# Example Youtube Data Pipeline

This notebook provides an example of a simple data pipeline to ingest, process, validate, version, and store Youtube data as discussed in [https://bradleyboehmke.github.io/uc-bana-7085/04-dataops-build.html#requirements](https://bradleyboehmke.github.io/uc-bana-7085/04-dataops-build.html).

## Requirements

In [1]:
import os

from dataops_utils import (
    ingest_channel_video_ids,
    ingest_video_stats,
    ingest_video_transcript,
)
from dotenv import load_dotenv

In [2]:
# I have my API key set as an environment variable
load_dotenv()
API_KEY = os.getenv('YOUTUBE_API_KEY')

# In your case you can add your API key here
if API_KEY is None:
    API_KEY = "INSERT_YOUR_YOUTUBE_API_KEY"

BASE_URL = "https://www.googleapis.com/youtube/v3"
CHANNEL_ID = 'UCgUueMmSpcl-aCTt5CuCKQw'

## Data Ingestion

In [3]:
# Ingest Youtube video IDs
video_ids = ingest_channel_video_ids(API_KEY, CHANNEL_ID)

# Example of what the first record looks like
video_ids[0]

01/08/2025 04:21:37 PM: 248 video IDs have been ingested.


{'channel_id': 'UCgUueMmSpcl-aCTt5CuCKQw',
 'video_id': 'fSHh01YT0-Q',
 'datetime': '2025-01-07T18:50:32Z',
 'title': 'Tiger Woods hits the ball off the heel.'}

In [4]:
# Ingest Youtube video statistics
video_data = ingest_video_stats(video_ids, API_KEY)

# Example of the stats collected for the first video
video_data[0]

[00:00<?] 0/248 |   0%|           ?it/s

[00:46<00:00] 248/248 | 100%|██████████  5.37it/s
01/08/2025 04:22:23 PM: Stats for 248 video IDs have been ingested.


{'channel_id': 'UCgUueMmSpcl-aCTt5CuCKQw',
 'video_id': 'fSHh01YT0-Q',
 'datetime': '2025-01-07T18:50:32Z',
 'title': 'Tiger Woods hits the ball off the heel.',
 'views': '31413',
 'likes': '1109',
 'comments': '16'}

In [5]:
# Ingest Youtube video transcripts
video_data = ingest_video_transcript(video_data)
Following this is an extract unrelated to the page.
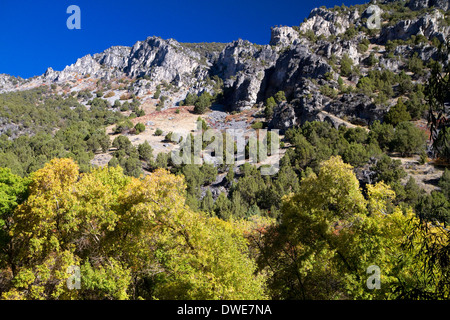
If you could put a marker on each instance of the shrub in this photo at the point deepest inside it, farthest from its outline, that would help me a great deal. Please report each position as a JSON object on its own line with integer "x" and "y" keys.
{"x": 109, "y": 94}
{"x": 397, "y": 114}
# Example of the final raw data that includes
# video ID, title, date, stats, and transcript
video_data[0]

[03:56<00:00] 248/248 | 100%|██████████  1.05it/s


{'channel_id': 'UCgUueMmSpcl-aCTt5CuCKQw',
 'video_id': 'fSHh01YT0-Q',
 'datetime': '2025-01-07T18:50:32Z',
 'title': 'Tiger Woods hits the ball off the heel.',
 'views': '31413',
 'likes': '1109',
 'comments': '16',
 'transcript': "over the course of my career I've always hit the ball off the heel this is one of the reason why I still use my old te's O Okay so if I'm going to hit one in play that's how high you would Tee It Up if I have to hit one in play if I have to hit one out of the wind okay I like that what's wrong with that wow that's right at the pole this keeps you on top and Swinging more left and as I said I would try and hit it for me over a course of my career I've always hit ball off the heel"}

## Data Processing

## Final Data Validation

## Data Versioning & Storage

## Computing Environment

In [6]:
import sys

print(f'Python version: {sys.version}', end='\n\n')

with open('dataops-requirements.txt', 'r') as file:
    for line in file:
        print(line.strip())


Python version: 3.13.1 | packaged by conda-forge | (main, Dec  5 2024, 21:18:03) [Clang 18.1.8 ]

jupyterlab==4.1.6
matplotlib==3.8.0
polars==0.20.21
python-dotenv==0.21.0
tqdm==4.63.0
youtube_transcript_api==0.6.2